ACLU Moves for Summary Judgment in Myriad Patent Case

In prior posts we’ve described the ACLU’s lawsuit challenging Myriad Genetic’s patents on BRCA1 and 2, the breast cancer susceptibility genes, and responded to readers’ questions about the effect of those patents on research. In the latest development in the case, the ACLU has filed a motion for summary judgment (the motion was filed on August 26, 2009, and the ACLU’s supporting brief can be found here (pdf).)

Summary judgment, as the term suggests, is a device whereby the judge decides the case before it ever gets to trial. The party asking for summary judgment must persuade the court that the facts are undisputed and the controlling law is unambiguous, so there is no need for a trial. As the standard is sometimes stated, it is clear at the time of the motion that no reasonable jury could find for the other side. Summary judgment, while fairly rare, is most often granted after extensive discovery (sworn deposition testimony and document production), when the parties can make an accurate forecast of what evidence would come out at trial.

In addition to the inherent difficulty of getting summary judgment, the ACLU faces two particular procedural hurdles here. First, it is the plaintiff in the case. Since the plaintiff bears the burden of proof at trial, summary judgment for plaintiffs is extremely rare—even if the defendant has no contradictory evidence, the jury might just disbelieve the plaintiff’s evidence. Second, the ACLU has filed its motion before any discovery, a highly unusual move.

Even if it gets past these problems, the ACLU must meet the summary judgment standard, convincing the judge that there are no disputed factual issues and that the law is clearly in its favor. On the first point, most of the basic facts are undisputed: the patents say what they say. But in any patent case the court must construe the claims. That is, the judge must decide what all the technical terms mean, and precisely what is covered.
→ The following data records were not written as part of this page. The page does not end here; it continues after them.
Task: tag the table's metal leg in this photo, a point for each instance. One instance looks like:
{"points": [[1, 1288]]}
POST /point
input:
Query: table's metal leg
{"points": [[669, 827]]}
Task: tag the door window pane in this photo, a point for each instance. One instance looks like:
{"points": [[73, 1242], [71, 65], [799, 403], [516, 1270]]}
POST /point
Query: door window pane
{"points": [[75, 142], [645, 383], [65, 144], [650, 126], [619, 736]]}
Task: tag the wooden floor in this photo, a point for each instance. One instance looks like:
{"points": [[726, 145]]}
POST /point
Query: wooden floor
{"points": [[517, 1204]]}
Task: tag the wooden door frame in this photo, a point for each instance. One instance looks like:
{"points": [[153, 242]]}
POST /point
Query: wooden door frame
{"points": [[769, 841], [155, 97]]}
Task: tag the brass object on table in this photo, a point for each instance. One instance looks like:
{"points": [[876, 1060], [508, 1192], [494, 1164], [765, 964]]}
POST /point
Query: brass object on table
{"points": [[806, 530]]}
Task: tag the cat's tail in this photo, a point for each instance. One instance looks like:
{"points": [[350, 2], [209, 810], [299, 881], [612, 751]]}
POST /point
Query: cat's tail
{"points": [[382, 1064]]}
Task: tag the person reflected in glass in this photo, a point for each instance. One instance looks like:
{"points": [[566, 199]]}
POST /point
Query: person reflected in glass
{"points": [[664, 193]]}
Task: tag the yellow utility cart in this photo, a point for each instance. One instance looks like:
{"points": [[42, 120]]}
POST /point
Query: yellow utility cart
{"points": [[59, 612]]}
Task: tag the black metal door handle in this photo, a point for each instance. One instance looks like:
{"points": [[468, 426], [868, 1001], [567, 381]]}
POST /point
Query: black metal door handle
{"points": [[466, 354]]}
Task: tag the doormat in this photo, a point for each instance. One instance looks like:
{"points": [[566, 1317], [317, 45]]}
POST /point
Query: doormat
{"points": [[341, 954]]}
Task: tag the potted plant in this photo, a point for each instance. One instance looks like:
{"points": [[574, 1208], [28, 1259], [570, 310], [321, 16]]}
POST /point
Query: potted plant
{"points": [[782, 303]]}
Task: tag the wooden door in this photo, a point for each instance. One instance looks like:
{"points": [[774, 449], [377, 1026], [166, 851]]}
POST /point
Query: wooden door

So, to get summary judgment, the ACLU must first get a helpful construction of some critical claim language.

One pivotal question may be what “isolated” DNA means. The Myriad patents define the term to mean that the DNA is separated from its natural environment. To our knowledge, there are no instances in which a court or the Patent Office has found that sort of “isolated” gene to be an unpatentable product of nature—the core of the ACLU’s argument. So to prevail on summary judgment (or even after trial), the ACLU must also successfully assert a novel reading of patent law. At this point, summary judgment seems the longest of longshots.